Greek-Australian scientist discovers new area of the brain
A renowned Greek-Australian neuroscientist has discovered a previously uncharted part of the human brain in a part that is involved in the movement of our limbs and body.
“There is nothing more enjoyable for a neuroscientist than finding a previously unknown area of the human brain,” Professor George Paxinos, a researcher at Neuroscience Research Australia, told the Athens-Macedonian News Agency (ANA-MPA) Thursday.
Dubbed the Endorestiform Nucleus by Paxinos, this part of the brain is located in the lower cerebellum section, an area that combines sensory and kinetic information.
“What is important is that this area is absent in monkeys and other animals. There must be some things that are unique to the human brain beyond its larger size, and this area is probably one of them,” Paxinos told ANA-MPA.
Paxinos is hailed as one of Australia’s most important brain mappers, having produced detailed atlases over the past 40 years that are used in surgery and cited in specialist publications.
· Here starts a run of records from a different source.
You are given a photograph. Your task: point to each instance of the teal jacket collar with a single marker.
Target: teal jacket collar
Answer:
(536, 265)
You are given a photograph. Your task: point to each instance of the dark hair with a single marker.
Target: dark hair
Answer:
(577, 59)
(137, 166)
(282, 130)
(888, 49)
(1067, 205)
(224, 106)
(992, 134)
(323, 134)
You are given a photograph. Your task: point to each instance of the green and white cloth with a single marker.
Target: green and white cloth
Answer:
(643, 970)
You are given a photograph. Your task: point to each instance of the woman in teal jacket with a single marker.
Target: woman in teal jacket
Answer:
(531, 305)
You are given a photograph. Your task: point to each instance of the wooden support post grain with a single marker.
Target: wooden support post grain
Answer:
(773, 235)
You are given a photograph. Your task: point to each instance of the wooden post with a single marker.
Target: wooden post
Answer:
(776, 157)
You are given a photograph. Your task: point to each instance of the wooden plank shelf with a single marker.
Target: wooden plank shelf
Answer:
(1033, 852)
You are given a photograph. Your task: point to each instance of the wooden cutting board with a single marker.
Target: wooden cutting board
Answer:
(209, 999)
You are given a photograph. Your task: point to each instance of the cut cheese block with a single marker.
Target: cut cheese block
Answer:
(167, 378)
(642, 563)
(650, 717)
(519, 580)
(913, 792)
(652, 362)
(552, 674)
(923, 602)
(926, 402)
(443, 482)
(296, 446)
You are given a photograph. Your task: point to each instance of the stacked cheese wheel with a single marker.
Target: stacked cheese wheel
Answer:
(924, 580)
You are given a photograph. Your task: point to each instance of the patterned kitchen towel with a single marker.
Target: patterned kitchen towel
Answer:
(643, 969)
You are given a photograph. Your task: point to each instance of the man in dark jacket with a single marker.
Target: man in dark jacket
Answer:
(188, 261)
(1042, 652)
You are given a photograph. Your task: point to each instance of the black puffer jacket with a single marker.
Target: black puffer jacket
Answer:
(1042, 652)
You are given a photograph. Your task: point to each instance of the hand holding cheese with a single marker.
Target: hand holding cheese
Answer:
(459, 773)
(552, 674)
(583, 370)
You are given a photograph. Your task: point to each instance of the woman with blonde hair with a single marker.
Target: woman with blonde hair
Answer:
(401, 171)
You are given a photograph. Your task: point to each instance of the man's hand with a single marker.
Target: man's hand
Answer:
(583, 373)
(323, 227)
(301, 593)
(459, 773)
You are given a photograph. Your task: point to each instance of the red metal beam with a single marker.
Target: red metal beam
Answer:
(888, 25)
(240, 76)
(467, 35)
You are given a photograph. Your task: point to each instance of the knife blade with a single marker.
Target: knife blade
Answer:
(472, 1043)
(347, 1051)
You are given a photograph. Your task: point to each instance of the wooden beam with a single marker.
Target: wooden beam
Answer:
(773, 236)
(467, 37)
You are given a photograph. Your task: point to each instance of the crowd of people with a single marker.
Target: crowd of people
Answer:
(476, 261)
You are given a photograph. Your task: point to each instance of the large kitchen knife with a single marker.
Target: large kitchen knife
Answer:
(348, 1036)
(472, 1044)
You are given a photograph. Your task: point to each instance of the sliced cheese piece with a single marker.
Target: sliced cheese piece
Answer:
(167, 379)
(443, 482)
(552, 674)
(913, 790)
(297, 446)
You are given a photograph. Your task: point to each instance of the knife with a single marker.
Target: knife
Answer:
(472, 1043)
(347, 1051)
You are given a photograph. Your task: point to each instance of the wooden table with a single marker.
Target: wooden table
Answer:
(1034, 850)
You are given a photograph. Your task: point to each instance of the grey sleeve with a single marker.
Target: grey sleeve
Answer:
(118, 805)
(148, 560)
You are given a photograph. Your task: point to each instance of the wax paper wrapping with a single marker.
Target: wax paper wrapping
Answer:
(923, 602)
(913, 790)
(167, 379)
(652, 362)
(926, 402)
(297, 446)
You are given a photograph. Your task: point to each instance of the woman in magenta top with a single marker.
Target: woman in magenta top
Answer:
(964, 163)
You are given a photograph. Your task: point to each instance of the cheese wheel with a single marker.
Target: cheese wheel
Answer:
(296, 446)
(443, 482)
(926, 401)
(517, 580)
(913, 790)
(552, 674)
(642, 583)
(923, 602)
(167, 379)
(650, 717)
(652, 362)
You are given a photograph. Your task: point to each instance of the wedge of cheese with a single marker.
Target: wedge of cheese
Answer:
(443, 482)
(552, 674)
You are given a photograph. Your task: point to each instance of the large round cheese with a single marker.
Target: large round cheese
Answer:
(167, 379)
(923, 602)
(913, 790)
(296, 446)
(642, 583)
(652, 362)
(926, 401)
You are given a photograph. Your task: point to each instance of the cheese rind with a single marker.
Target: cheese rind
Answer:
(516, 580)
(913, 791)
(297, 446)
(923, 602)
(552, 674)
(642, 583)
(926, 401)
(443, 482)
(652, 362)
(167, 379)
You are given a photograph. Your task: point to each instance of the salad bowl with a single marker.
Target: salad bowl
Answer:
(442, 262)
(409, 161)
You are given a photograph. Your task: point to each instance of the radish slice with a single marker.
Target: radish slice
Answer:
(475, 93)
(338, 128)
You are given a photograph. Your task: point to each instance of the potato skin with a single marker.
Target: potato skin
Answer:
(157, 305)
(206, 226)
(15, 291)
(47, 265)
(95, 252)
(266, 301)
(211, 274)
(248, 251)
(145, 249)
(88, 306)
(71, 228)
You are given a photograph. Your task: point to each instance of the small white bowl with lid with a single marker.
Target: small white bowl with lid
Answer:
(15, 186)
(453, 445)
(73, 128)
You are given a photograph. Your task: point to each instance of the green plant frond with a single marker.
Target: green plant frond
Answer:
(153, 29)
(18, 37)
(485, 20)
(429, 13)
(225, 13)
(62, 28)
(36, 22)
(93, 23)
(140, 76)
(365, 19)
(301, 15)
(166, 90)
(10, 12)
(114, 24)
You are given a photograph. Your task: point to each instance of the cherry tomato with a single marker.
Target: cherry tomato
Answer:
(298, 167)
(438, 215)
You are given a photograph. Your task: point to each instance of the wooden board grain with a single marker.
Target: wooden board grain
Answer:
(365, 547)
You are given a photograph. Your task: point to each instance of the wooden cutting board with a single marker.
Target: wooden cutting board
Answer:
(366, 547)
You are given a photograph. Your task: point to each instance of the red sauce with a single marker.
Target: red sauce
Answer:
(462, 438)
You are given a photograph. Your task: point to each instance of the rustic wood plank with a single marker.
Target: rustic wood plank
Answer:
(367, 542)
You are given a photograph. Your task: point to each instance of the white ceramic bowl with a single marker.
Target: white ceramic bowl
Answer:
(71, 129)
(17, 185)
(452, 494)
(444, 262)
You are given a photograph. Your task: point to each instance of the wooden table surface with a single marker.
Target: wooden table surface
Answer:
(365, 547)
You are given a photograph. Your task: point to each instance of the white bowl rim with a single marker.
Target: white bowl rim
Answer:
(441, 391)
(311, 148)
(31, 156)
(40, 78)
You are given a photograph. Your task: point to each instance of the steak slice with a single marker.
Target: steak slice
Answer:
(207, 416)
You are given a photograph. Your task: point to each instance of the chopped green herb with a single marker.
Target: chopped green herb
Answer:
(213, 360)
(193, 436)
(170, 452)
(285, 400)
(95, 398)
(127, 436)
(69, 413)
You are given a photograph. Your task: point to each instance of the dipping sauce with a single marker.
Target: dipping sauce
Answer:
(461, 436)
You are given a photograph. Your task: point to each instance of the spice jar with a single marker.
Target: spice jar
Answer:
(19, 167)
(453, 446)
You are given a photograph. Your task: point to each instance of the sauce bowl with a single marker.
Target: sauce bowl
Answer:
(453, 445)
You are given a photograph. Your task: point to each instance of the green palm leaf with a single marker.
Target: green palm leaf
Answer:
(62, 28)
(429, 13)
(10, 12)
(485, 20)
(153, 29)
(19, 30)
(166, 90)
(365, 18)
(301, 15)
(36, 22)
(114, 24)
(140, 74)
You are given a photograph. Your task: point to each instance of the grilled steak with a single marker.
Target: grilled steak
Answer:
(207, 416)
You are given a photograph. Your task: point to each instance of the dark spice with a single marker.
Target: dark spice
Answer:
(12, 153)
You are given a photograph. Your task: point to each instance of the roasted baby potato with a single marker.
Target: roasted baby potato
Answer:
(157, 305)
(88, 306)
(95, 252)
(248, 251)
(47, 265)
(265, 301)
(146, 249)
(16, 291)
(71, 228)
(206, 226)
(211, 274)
He admits that he has suspected the existence of this part of the brain for around 30 years, but had been unable to detect it.
“It found me. It was staring me in the face for 30 years,” he is quoted as saying in the Sydney Morning Herald.
“What remains to be done is to determine the function of this newly discovered brain region. Now that it has been mapped, it will be possible for it to be studied by the wider research community,” Paxinos told ANA-MPA.